In Harry Potter and the Deathly Hallows, the horcrux that Harry, Ron, and Hermione take turns wearing capitalizes on Ron’s feelings for Hermione, and the inadequacy he feels in his relationships with both her and Harry to feed his fears and convince him that he is the third wheel in a secret relationship. Ron has such a low opinion of himself that, although both Harry and Hermione had stuck by him and saved his life on several occasions, it was easier to create malicious distortions of them in his own head rather than step up to the plate and be vulnerable, specifically with Hermione, about the way he felt.

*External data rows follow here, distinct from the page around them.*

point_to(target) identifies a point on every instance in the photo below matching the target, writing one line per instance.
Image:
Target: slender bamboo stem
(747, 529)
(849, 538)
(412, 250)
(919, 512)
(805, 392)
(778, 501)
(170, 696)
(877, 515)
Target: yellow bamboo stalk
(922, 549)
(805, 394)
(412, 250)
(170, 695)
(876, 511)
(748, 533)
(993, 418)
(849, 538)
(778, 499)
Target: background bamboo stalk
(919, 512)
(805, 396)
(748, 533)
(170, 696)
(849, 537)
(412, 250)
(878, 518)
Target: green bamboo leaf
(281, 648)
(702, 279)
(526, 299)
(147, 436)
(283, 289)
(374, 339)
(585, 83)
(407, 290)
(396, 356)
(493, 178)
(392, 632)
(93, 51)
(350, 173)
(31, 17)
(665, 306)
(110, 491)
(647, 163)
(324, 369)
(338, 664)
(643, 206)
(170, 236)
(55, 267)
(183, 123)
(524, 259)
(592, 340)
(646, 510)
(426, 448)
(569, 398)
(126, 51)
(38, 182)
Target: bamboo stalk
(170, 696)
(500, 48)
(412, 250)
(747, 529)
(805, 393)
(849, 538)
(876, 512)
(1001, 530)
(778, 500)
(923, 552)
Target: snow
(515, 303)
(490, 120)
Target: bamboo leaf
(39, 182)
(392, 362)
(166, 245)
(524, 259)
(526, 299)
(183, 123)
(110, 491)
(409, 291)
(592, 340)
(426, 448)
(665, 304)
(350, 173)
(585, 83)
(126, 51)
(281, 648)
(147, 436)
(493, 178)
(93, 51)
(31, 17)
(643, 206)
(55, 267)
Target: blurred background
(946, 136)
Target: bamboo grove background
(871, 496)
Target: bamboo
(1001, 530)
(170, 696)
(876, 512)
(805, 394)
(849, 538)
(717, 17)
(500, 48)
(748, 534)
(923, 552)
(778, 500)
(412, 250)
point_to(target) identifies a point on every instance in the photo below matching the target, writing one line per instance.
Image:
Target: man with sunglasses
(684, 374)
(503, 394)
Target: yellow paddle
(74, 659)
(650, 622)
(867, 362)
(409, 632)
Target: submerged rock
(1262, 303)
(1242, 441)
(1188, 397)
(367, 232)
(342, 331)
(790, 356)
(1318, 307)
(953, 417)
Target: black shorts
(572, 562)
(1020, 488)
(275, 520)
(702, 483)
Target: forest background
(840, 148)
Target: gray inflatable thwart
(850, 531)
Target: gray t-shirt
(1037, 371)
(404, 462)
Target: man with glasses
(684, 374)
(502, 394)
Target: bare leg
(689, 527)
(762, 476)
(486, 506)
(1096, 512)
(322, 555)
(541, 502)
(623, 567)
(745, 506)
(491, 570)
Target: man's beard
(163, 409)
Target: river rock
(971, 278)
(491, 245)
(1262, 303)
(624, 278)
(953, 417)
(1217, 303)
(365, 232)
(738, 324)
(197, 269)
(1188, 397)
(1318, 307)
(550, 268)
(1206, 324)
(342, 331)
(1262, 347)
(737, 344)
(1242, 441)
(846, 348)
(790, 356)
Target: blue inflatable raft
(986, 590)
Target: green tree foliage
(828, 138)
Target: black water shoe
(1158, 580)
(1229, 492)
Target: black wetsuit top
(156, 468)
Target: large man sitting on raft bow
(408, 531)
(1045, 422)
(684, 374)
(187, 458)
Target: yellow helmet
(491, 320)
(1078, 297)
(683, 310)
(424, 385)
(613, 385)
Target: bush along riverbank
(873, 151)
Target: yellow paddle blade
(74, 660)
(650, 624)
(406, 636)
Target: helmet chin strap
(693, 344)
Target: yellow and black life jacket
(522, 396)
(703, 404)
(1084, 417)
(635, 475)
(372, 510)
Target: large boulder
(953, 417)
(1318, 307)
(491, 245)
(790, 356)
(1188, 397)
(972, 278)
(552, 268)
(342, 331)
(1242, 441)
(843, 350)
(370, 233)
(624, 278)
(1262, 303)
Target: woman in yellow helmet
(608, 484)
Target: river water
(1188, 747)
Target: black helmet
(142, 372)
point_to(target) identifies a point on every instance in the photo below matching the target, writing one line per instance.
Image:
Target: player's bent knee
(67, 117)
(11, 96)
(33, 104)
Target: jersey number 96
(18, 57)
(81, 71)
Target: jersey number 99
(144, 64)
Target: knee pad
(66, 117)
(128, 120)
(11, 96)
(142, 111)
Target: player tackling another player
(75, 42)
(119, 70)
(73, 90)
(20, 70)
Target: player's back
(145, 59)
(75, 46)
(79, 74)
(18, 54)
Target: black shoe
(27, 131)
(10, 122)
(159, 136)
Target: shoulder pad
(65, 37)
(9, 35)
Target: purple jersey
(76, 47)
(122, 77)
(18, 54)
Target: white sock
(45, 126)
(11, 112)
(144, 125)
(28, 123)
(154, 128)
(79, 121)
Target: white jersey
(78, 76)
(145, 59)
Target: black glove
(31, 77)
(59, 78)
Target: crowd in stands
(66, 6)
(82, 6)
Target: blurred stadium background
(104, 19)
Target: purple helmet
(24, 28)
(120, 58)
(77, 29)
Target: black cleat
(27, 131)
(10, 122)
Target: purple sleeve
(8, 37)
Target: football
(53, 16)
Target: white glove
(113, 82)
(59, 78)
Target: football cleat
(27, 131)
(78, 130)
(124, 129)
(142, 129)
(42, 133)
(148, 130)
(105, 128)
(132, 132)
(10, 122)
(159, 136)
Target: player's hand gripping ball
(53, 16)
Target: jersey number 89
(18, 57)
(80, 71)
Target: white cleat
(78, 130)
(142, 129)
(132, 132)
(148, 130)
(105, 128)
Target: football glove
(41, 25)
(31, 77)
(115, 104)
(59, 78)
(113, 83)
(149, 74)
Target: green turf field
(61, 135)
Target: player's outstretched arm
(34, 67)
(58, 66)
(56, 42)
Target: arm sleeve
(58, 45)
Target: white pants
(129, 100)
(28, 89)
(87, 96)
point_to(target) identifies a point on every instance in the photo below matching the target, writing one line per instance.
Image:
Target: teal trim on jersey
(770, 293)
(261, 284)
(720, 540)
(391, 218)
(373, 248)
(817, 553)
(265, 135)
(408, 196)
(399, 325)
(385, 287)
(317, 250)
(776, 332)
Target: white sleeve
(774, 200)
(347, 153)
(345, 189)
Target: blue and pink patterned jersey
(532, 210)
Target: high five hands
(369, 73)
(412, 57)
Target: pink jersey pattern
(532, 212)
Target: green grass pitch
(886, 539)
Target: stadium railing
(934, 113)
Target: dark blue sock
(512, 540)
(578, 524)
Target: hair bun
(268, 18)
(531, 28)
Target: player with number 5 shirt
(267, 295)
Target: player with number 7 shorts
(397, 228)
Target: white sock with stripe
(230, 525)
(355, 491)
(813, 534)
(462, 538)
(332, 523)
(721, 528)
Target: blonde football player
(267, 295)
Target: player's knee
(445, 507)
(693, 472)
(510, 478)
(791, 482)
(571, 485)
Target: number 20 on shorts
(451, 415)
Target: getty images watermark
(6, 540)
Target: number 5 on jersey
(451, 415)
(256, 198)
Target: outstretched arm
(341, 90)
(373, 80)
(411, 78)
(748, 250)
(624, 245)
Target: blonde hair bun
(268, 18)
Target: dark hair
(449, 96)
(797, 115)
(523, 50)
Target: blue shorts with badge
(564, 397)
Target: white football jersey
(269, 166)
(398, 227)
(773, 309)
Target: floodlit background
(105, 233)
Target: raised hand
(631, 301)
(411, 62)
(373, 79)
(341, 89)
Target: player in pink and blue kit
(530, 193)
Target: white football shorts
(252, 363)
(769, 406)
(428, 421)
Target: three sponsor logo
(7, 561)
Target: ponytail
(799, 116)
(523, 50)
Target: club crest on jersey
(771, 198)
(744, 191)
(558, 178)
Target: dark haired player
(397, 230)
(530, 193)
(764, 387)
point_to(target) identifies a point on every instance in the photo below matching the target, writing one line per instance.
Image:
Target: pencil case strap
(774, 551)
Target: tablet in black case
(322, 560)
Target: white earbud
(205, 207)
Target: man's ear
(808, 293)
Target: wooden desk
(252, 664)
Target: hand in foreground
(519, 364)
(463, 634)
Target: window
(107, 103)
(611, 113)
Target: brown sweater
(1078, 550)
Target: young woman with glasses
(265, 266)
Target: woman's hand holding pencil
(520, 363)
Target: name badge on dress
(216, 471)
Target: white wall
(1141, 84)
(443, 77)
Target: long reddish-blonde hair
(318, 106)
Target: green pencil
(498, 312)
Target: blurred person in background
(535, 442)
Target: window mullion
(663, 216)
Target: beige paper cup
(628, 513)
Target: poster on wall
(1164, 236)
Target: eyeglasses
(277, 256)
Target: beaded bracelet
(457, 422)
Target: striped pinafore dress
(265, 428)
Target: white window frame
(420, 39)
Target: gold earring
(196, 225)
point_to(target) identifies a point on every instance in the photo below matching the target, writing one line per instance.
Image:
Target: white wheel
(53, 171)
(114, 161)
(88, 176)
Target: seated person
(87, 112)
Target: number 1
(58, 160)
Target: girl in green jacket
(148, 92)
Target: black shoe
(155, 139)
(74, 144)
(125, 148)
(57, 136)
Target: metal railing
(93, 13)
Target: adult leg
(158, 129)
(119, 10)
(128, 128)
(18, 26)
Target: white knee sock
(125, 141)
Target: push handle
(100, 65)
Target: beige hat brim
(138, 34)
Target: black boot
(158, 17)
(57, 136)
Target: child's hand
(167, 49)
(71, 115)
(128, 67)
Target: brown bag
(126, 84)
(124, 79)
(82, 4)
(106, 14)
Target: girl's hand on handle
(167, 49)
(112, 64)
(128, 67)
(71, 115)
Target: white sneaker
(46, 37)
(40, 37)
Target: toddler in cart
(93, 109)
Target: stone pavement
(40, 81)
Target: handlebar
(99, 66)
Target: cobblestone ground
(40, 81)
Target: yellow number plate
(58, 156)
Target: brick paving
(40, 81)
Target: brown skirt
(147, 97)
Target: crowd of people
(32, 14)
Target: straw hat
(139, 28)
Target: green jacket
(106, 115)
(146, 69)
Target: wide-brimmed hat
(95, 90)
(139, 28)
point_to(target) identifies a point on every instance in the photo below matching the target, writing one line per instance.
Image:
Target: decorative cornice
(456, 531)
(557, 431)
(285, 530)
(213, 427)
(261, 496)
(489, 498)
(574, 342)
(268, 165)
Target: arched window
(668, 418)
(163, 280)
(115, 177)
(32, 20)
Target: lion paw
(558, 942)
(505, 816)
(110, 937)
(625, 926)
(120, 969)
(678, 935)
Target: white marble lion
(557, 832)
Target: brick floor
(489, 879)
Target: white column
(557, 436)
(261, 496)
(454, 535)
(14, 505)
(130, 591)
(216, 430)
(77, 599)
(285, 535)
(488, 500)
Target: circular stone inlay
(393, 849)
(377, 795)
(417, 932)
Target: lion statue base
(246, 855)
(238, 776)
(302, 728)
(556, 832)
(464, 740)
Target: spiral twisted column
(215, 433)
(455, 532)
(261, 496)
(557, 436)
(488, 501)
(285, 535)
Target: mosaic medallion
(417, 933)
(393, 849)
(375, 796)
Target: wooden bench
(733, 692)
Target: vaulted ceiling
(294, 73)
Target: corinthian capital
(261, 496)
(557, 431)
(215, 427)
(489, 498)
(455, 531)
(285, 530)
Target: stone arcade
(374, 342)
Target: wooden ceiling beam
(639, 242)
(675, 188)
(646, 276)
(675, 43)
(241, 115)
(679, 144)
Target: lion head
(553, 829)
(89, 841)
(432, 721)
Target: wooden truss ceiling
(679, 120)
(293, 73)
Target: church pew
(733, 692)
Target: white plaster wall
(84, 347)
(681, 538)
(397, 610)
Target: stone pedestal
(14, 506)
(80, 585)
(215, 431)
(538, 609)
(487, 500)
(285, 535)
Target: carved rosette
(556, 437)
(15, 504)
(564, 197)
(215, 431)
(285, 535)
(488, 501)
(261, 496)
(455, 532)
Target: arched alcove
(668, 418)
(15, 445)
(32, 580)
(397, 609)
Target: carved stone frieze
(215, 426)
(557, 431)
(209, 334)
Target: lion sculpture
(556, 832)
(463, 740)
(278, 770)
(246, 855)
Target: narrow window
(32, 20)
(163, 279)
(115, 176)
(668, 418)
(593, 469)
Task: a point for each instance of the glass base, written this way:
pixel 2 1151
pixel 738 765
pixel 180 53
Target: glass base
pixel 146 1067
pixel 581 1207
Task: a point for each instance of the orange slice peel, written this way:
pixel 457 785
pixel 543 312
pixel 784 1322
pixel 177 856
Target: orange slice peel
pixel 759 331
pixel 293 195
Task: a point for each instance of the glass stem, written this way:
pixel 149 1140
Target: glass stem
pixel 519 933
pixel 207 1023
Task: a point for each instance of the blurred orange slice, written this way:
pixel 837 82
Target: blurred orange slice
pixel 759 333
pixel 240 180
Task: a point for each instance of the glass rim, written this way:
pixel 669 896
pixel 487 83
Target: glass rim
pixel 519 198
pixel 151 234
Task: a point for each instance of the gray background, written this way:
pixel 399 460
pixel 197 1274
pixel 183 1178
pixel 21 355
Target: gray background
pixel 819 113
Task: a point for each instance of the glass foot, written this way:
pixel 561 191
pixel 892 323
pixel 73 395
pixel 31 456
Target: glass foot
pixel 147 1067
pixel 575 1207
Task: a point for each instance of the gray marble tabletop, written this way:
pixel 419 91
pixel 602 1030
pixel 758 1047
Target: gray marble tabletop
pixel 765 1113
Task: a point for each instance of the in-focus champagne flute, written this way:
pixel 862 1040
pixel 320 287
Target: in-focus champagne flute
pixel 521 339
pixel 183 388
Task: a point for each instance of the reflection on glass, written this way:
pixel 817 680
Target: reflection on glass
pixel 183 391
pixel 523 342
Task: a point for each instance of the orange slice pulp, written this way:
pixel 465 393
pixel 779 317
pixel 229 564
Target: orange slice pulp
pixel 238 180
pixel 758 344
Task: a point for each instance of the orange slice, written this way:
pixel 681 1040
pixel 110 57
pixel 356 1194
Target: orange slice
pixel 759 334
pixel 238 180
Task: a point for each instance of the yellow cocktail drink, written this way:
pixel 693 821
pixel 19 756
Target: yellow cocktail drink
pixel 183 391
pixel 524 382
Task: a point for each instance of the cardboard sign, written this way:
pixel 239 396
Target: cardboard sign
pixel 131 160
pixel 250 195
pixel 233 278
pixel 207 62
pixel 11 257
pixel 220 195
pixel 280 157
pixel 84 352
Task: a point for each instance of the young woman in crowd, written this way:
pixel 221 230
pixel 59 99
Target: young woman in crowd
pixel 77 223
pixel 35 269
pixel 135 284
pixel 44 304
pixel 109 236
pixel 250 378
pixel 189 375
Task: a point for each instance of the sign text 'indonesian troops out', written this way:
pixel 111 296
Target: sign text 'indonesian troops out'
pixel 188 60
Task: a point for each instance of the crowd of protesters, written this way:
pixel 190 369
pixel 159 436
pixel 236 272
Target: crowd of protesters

J.K. Rowling has opened up about the fact that she had intended to kill off the character of Ron Weasley halfway through the series, and many speculate that part of the reason for her change of heart was the fact that Rupert Grint, the actor who portrayed Ron in all eight Harry potter films, had become a bit of an icon and the character was so beloved. Personally, I would trade Ron for Fred Weasley every single day, twice on Sundays. Rowling also confessed regret that Ron and Hermione ended up together, admitting that Hermione and Harry would have been a better match. Many fans were shocked to learn this, but I agree with Rowling’s regret and I can only assume her change of heart either came from a desire to give young girls who already had a lot of internalized misogyny and ‘shipped Hermione and Ron the ending they craved, or perhaps Rowling became attached to the loser sidekick she’d created and wanted to see him win for a change. The youngest Weasley son wasn’t just entitled and annoying, but utterly useless until Rowling allowed him to be great for once in his life by saving Harry’s and destroying one of Lord Voldemort’s horcruxes.
Despite his latent heroism, Ron is still a toxic option for Hermione and although he never asks her out in the series, they do end up married, so it’s safe to assume that he eventually got his act together, but Ron as a character and that character’s popularity in the Harry Potter series illustrate how deeply permissive our society is of passive and active misogyny. No girl written the way that Ron was would have ever gotten a modicum of the empathy, excuses, and acceptance for their abusive “flaws” that Ron did. Men and boys are always given so much room to stumble, and take others down with them, as they grapple with feelings that are always given more importance and relevance than those of women and girls. Not only were many readers permissive, but Harry, who is often described as uncomfortable with their interactions never breaks bro code to check his BFF and demand that he treat Hermione with respect. The entire dynamic is disgustingly true to life and only serves to remind us that, even in fiction, the beast of toxic masculinity is never treated as an enemy which must be vanquished.